Mac 'N' Cheese, Other Packaged Foods No Longer Being Bought In Bulk

Instead of stockpiling pantries, consumers are now buying for just one week at a time. The effects are being felt in the earnings of packaged foods companies like Kellogg and Kraft.

Grocery shoppers are cutting back on bulk purchases of boxed macaroni and cheese and other packaged goods. Now major players like Kellogg and Kraft are starting to feel the effects of this shift in consumer behavior.

After a surge in stock prices in the packaged goods sector earlier this fall, a lull has hit the industry and analysts are struggling to figure out why.

"We talk about this every other day here," said Brian Yarbrough, consumer research analyst at Edward Jones. "What we can't figure out is, if the consumers are not eating at restaurants, they should be buying more food."

It would be one thing if packaged goods sales were being hit by an increase in dining out or a rise in private-label food sales (i.e., store-branded products). But that's not the case. Despite a belief that the private label sector was growing, spurred in part by ConAgra's purchase of Ralcorp Holdings last year, making it the largest private-label food company in the country, that part of the food industry has also experienced weak performance. ConAgra, Treehouse, and others in the sector have been struggling of late, analysts said. In the second quarter alone, ConAgra saw its profit fall 42% this year.

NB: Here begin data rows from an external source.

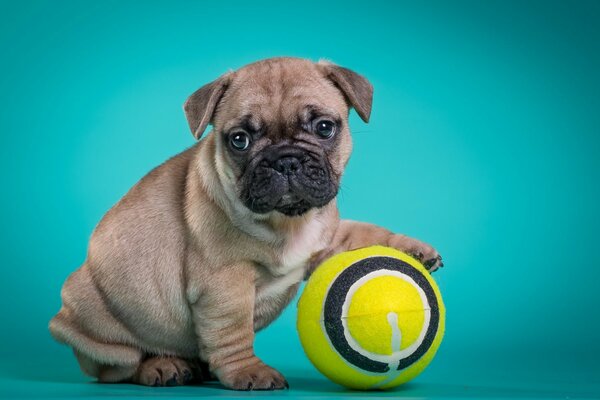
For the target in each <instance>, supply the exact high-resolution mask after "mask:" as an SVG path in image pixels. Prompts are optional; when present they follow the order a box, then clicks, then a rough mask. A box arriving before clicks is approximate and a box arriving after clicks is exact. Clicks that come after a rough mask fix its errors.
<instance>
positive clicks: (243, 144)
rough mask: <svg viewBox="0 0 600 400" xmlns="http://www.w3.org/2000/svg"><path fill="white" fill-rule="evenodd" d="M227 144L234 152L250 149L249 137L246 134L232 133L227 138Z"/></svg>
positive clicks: (236, 132) (245, 133)
mask: <svg viewBox="0 0 600 400" xmlns="http://www.w3.org/2000/svg"><path fill="white" fill-rule="evenodd" d="M229 143H230V144H231V147H233V148H234V149H235V150H239V151H242V150H246V149H247V148H248V147H250V136H249V135H248V134H247V133H246V132H242V131H238V132H233V133H232V134H231V135H230V136H229Z"/></svg>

In the packaged goods side of the industry, recent earnings reports from companies like Kraft, Kellogg, and Smucker's are similarly depressed, underscoring a failure to keep the market's confidence from earlier this year going. Smucker's stock has fallen from around $109 per share at the beginning of the month to $103 per share on Thursday. It's a similar story for Kraft — down from above $55 in early November to $52.37 on Thursday — and Kellogg, which started the month above $64 per share and Thursday was at $61.90. Moreover, in the case of the latter two companies, the last two quarters have shown little to no volume growth.

Analysts say Wal-Mart could be partly to blame for the packaged food industry's recent sluggish performance. The big-box retailer, which typically ranks as the biggest customer of the packaged foods giants, has itself been lagging in terms of grocery sales, Yarbrough said.

"Wal-Mart has been struggling in groceries for the last two quarters," Yarbrough said. "For most of these brands, that's their biggest customer, so that is having an impact, since it's so large in influence, on packaged foods' anemic growth throughout the year."

Another contributing factor is that consumers aren't buying packaged foods in bulk the way they used to. This is in part due to a larger amount of people living from paycheck-to-paycheck.

"Kraft said they're just not seeing consumers stocking their pantries like they used to," Yarbrough said. "When people went shopping for grocers, it was that they'd buy 10 boxes of mac 'n' cheese, and now they're buying only for the week. They're just not buying the volume they used to, and this is heavily skewed to the lower- and middle-income consumer that's still struggling in this economic environment."

The impetus for the initial boost in packaged goods stocks earlier this year stemmed in part from investors looking for dividend yield. Another contributing factor was Warren Buffett's Berkshire Hathaway and investment firm 3G Capital's acquisition of Heinz, which industry observers believed suggested future mergers and acquisitions activity in the packaged foods space. But neither of those beliefs has come to fruition, further depressing enthusiasm for stocks in the sector.